All individuals were in apparently good health with normal fasting blood glucose, according to American Diabetes Association criteria (1) and normal liver, kidney, and thyroid functions, as determined by a medical history, physical examination, and routine screening laboratory analyses. They signed informed consent approved by the Ethics Committee of the Second University of Naples.

Measurements of the terminal restriction fragment length. DNA was extracted from leukocytes using NucleoSpin Blood Kits (Macherey-Nagel, Duren, Germany). Integrity of the DNA was assessed through electrophoresis of 0.5 µg DNA on 1.0% agarose gels (200 V for 2 h) and staining with ethidium bromide. The absence of contaminating endonucleases was confirmed in a subset of DNA samples from individuals of different ages by treating 0.5 µg DNA suspended at 37°C overnight in buffer (containing in mmol/l: 33 Tris-acetate, 10 Mg-acetate, 66 K-acetate, and 0.5 DTT, pH 7.9; Roche, Indianapolis, IN) and comparing its migration with untreated DNA.

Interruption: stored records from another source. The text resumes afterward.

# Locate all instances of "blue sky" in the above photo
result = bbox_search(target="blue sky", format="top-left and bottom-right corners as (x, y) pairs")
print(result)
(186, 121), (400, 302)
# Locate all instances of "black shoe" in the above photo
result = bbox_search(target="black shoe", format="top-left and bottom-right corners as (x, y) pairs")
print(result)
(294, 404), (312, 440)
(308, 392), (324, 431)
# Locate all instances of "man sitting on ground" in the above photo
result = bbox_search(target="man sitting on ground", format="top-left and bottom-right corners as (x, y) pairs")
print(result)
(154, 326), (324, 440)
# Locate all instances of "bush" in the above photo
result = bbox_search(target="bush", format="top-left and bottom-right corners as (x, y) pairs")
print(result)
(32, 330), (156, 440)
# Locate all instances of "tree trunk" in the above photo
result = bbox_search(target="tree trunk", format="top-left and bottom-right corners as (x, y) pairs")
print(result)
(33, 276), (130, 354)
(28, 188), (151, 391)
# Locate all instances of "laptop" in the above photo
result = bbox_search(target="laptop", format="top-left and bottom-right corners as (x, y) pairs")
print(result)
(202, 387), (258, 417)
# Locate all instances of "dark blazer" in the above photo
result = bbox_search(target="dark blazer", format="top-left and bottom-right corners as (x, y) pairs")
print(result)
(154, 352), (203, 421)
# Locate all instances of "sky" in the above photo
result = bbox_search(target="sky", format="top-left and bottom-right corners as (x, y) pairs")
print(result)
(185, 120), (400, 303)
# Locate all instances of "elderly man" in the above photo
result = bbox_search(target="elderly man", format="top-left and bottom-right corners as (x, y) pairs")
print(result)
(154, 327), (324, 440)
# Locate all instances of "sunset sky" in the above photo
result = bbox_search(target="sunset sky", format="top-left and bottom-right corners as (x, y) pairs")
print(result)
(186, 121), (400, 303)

Samples were digested overnight with restriction enzymes Hinf I (10 U) and Rsa I (10 U; Roche). DNA samples (3 µg each), and four DNA ladders (1 kb DNA ladder plus DNA/Hind III fragments; Invitrogen, Carlsbad, CA) were resolved on a 0.6% agarose gel (20 cm x 20 cm) at 50 V (GNA-200 Pharmacia Biotech). After 16 h, the DNA was depurinated for 15 min in 0.25 N HCl, denatured 30 min in 0.5 mol/l NaOH/1.5 mol/l NaCl and neutralized for 30 min in 0.5 mol/l Tris, pH 8/1.5 mol/l NaCl. The DNA was transferred for 1 h to a positively charged nylon membrane (Roche) using a vacuum blotter (Boeckel Scientific, Feasterville, PA). The membranes were hybridized at 65°C with the telomeric probe [digoxigenin 3'-end labeled 5'-(CCTAAA)₃] overnight in 5x SSC, 0.1% Sarkosyl, 0.02% SDS, and 1% blocking reagent (Roche). The membranes were washed three times at room temperature in 2x SSC, 0.1% SDS each for 15 min and once in 2x SSC for 15 min. The digoxigenin-labeled probe was detected by the digoxigenin luminescent detection procedure (Roche) and exposed on X-ray film.

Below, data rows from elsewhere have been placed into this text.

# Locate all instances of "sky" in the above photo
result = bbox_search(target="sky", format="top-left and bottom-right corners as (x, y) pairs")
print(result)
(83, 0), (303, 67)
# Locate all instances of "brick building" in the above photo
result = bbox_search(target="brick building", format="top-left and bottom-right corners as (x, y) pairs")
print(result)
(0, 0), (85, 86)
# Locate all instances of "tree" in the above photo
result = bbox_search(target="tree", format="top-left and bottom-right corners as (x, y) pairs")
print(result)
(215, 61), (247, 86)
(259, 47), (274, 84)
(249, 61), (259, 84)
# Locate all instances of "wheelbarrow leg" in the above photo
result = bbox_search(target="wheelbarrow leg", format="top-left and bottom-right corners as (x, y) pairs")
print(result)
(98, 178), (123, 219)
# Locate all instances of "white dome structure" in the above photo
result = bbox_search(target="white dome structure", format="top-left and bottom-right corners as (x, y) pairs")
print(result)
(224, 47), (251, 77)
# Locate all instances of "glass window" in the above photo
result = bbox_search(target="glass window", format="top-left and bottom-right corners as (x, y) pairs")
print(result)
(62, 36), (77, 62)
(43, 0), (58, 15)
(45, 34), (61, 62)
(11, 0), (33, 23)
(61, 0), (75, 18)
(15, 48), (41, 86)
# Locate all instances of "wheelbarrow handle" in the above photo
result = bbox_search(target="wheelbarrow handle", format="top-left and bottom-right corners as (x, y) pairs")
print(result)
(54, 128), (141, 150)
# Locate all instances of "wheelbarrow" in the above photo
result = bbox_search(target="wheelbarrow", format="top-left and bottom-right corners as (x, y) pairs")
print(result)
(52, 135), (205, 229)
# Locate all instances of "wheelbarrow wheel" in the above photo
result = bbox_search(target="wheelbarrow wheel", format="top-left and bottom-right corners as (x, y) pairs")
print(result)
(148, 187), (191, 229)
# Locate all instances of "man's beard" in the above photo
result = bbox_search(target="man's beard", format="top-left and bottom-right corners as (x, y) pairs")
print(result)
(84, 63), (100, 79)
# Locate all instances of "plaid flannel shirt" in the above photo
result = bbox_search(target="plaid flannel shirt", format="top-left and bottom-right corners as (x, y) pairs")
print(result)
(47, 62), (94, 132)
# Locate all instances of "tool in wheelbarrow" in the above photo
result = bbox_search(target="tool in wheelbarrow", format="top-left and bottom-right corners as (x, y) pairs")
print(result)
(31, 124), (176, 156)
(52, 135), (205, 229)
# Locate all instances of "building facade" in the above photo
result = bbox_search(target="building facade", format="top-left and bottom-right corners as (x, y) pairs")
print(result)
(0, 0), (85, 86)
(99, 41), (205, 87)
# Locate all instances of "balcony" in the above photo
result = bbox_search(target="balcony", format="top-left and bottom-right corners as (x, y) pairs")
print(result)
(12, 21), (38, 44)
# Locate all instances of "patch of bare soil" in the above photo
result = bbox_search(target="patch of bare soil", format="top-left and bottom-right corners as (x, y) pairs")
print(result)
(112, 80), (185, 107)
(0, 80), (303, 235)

We scanned all autoradiographs and digitized the terminal restriction fragment (TRF) signal between molecular mass of 1–20 kb, largely because the TRF signal of exceptionally old individuals frequently extended below 2 kb. We fixed as the background the signal at the nadir of the low molecular mass region (Fig. 1A and B). The optical density values vs. DNA migration distances were converted to opitcal density (adjusted for background)/molecular mass vs. molecular mass. The mean (m) terminal restriction fragment length (TRFL) was then calculated accordingly (between the nadir and 20 kb). The coefficient of variation of samples resolved on different gels on different occasions was 1.76%.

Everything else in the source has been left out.